ISLAMABAD: Pakistan is fast losing its investment-friendly image due to increasing tax burden on the few foreign investors, and it needs to address this challenge through a fair taxation system in the upcoming budget, Overseas Investors Chamber of Commerce and Industry (OICCI) said on Tuesday.

Speaking at a news conference, President OICCI Bruno Olierhoek and Secretary General Abdul Aleem urged the government to ensure predictable tax policies in the upcoming budget. The chamber suggested abolishing the super tax that was imposed for one year but continues into the fourth fiscal year, and reducing corporate tax rates to boost foreign direct investment.

Mr Aleem said Pakistan has the potential for large foreign direct investment (FDI) due to its massive population and a growing economy which could not be fully exploited so far due to various reasons including weakness in governance and policy implementation.

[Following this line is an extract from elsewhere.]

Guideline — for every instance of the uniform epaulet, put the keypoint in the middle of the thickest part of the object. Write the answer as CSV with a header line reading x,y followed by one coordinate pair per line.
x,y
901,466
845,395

He said the OICCI had submitted very comprehensive taxation proposals to the Federal Board of Revenue and provincial revenue authorities to make Pakistan an investment friendly country at par with many of the successful regional countries.

Mr Bruno explained that most of the recommendations to the government were focused on taxation. He said the government should eliminate 3-4 per cent super tax as per promise made initially and reduce corporate tax rate to 25pc from existing 38pc in line with the regional practice where the rate is 22pc.

He said the OICCI also wanted uniform sales tax rate should be 13pc across the country as in Sindh and then to 10pc, in line with the average rates in the region. He said different GST rates in various provinces and the centre were resulting in complications and double taxation.

He said the tax on undistributed profits and tax on bonus shares should be abolished while tax matters among the provinces and the FBR should be resolved in a timely manner and refunds paid under scheduled flows to ensure predictability.

The chamber also sought an end to minimum tax. Alternate tax regime should be abolished and withholding tax regime should be revamped to just 5 rates from existing 55 rates, the chamber added.

Mr Bruno said taxation policy incentives for investment should be for a longer term so that green field investment with longer time required to develop investment plans were attracted.

Mr Bruno said there should be no regulatory duty on raw materials. He said there was no secret that Pakistan was getting less than 1pc of its reported GDP in new FDI, including for CPEC investment in recent years which was well below the norm in the region.

He said the authorities in Pakistan should understand the factors which boost FDI, and exports, in some of the regional countries including Vietnam, Indonesia, Thailand and Malaysia so as to adjust policy action to boost FDI inflow in Pakistan.

The chamber has recommended certain visible actions to attract large FDI from across the globe to boost manufacturing, employment and exports for Pakistan. These include an institutionalised forum for raising investors’ issues at the senior most federal and provincial government level and proactively manage negative perception of the country through active communication of the progress achieved in various segment of the economy and the opportunity available for investors in industry, infrastructure and trade.

Also, the chamber stressed that the federal, Sindh and Punjab governments should deliver on an action plan to significantly improve on Pakistan’s poor ranking on World Bank’s Ease of Doing Business and immediately resolve the growing number of issues relating to taxation, tax refunds and the circular debt.